A 10 anni dalla sua prima uscita per Il Margine, una nuova edizione del libro che ha messo insieme “ferite” e “benedizioni”: abbiamo intervistato l’autore
Luigino Bruni, perché una nuova edizione de "La ferita dell’altro"?
Per motivi soggettivi e oggettivi: dal punto di vista soggettivo, è un libro a cui sono molto affezionato perché rappresenta un momento di svolta nella mia attività di studioso (è stato il primo dialogo fra economia e Bibbia). Oltre a questo, il libro ha generato l’Ethos del mercato e poi Il mercato e il dono dove ho continuato il discorso sui fondamenti religiosi del capitalismo del nostro tempo. Dal punto di vista oggettivo poi il libro, già ristampato negli anni 6 volte, era nuovamente esaurito: con Il Margine abbiamo deciso di ristamparlo ancora ma in una edizione rivista.
Quali le novità rispetto alla prima edizione?
Sostanzialmente ho scritto una nuova introduzione su quello che è successo nel mondo, in questi ultimi 10 anni. Il libro era uscito nel luglio 2007, alla vigilia della crisi economica, devastante peri l nostro paese e per parte dell’Europa, una crisi di cui troppo pochi parlavano in quel tempo, e della quale libro individuava una ragione profonda: la crisi del volto dell’altro, la paura dell’incontro con il diverso e il capitalismo come nuova relazione immune del nostro tempo (ancora oggi questo è ben chiaro nella conclusione della prima edizione). Mi piace riportare alcuni passaggi di questa introduzione…

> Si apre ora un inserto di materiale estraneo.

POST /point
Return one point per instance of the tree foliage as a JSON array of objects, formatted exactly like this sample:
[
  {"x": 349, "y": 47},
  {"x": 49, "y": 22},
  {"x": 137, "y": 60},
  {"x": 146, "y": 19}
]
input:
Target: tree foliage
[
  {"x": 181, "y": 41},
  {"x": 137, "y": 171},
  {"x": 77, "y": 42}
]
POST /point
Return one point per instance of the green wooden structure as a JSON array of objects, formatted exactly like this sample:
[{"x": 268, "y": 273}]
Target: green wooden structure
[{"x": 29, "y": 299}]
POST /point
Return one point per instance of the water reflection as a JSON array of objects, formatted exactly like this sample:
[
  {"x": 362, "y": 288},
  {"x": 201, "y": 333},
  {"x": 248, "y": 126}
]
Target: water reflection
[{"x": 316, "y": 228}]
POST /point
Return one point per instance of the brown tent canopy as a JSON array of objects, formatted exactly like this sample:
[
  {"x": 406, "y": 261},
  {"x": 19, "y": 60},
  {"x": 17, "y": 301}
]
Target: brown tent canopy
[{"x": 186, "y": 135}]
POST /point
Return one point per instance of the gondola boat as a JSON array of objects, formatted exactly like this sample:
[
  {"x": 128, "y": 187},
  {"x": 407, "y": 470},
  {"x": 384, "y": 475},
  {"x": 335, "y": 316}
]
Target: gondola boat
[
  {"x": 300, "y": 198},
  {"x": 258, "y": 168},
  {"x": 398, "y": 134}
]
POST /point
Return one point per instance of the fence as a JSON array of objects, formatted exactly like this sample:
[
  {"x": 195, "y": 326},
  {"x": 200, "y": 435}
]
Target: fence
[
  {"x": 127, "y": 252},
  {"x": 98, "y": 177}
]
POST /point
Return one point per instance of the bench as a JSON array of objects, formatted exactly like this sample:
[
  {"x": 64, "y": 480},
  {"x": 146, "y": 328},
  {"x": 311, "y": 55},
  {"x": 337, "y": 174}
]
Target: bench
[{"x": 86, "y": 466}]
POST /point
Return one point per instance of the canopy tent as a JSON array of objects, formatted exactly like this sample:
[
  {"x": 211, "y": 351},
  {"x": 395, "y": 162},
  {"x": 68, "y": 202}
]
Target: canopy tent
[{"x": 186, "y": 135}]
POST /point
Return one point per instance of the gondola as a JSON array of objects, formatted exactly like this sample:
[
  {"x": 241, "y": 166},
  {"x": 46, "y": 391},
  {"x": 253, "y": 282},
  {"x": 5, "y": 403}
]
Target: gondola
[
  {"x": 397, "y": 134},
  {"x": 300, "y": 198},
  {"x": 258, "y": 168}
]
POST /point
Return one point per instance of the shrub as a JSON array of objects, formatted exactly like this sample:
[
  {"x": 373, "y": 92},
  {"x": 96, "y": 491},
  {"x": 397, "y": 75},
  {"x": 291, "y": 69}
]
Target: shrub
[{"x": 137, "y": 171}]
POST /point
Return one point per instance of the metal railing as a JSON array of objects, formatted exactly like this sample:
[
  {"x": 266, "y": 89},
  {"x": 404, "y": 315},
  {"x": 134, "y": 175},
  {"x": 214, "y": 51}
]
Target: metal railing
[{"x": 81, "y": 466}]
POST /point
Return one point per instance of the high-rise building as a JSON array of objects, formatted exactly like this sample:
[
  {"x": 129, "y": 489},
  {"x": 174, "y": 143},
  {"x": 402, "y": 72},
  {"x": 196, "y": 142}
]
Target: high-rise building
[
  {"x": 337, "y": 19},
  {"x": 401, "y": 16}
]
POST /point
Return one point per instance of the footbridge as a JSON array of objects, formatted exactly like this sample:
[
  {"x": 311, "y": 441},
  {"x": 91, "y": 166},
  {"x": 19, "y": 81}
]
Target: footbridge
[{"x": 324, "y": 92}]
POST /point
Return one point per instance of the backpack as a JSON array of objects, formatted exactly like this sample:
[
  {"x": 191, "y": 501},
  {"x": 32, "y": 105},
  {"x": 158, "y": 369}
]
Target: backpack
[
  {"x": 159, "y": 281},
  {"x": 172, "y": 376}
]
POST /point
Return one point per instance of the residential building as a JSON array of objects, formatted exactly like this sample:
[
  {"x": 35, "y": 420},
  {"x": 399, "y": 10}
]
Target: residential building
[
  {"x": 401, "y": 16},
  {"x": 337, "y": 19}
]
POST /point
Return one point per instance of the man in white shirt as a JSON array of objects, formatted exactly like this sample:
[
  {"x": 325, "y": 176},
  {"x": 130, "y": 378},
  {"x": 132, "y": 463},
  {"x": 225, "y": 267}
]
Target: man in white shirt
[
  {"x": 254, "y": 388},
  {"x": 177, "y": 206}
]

La ferita dell’altro ha avuto la rara sorte di essere un libro nato vivo, e quindi di crescere con me e con i tanti lettori che ha avuto, in varie lingue. È cresciuto con la storia densissima di questi dieci anni. Quando nella primavera del 2007 finii di scriverlo, la crisi finanziaria ed economica non era ancora esplosa, non c’erano ancora i social media né gli smartphones, non c’era la guerra in Siria, né le grandi migrazioni verso l’Italia e l’Europa. Non c’era stata la Brexit, né il referendum in Turchia, né la profonda crisi dell’idea di mondo più globalizzato e inclusivo. I loro segnali deboli potevano però già essere intravisti. Un pregio di questo libro è di aver intuito che le crisi che sarebbero esplose negli anni successivi avevano una causa comune: la paura dell’altro, la paura delle sue ferite e di quelle che poteva procurarci incontrandolo veramente – è questo il senso dell’ambiguo e felice titolo del libro. E quindi l’incapacità diventata collettiva di non riuscire più a vedere la benedizione nascosta dentro le ferite dell’altro e nostre.
……
L’immagine di Giacobbe e l’angelo, che dieci anni ispirò la Ferita dell’altro, ha continuato a crescere con me. Mi ha accompagnato, nutrito e ispirato per molti altri lavori, per molta altra vita. Quando dieci anni scoprii quello splendido ‘combattimento notturno’, avevo da poco iniziato a studiare la Bibbia, e non conoscevo i molti significati nascosti in quel brano, uno dei più belli e grandiosi di tutta la letteratura spirituale. Oggi scriverei molto di più, aggiungerei altri significati, spiegherei altri simboli di quel capitolo della Genesi. Ma non lo farò, i libri che nascono vivi non si modificano, vanno rispettati e salvati dalle mani del suo stesso autore.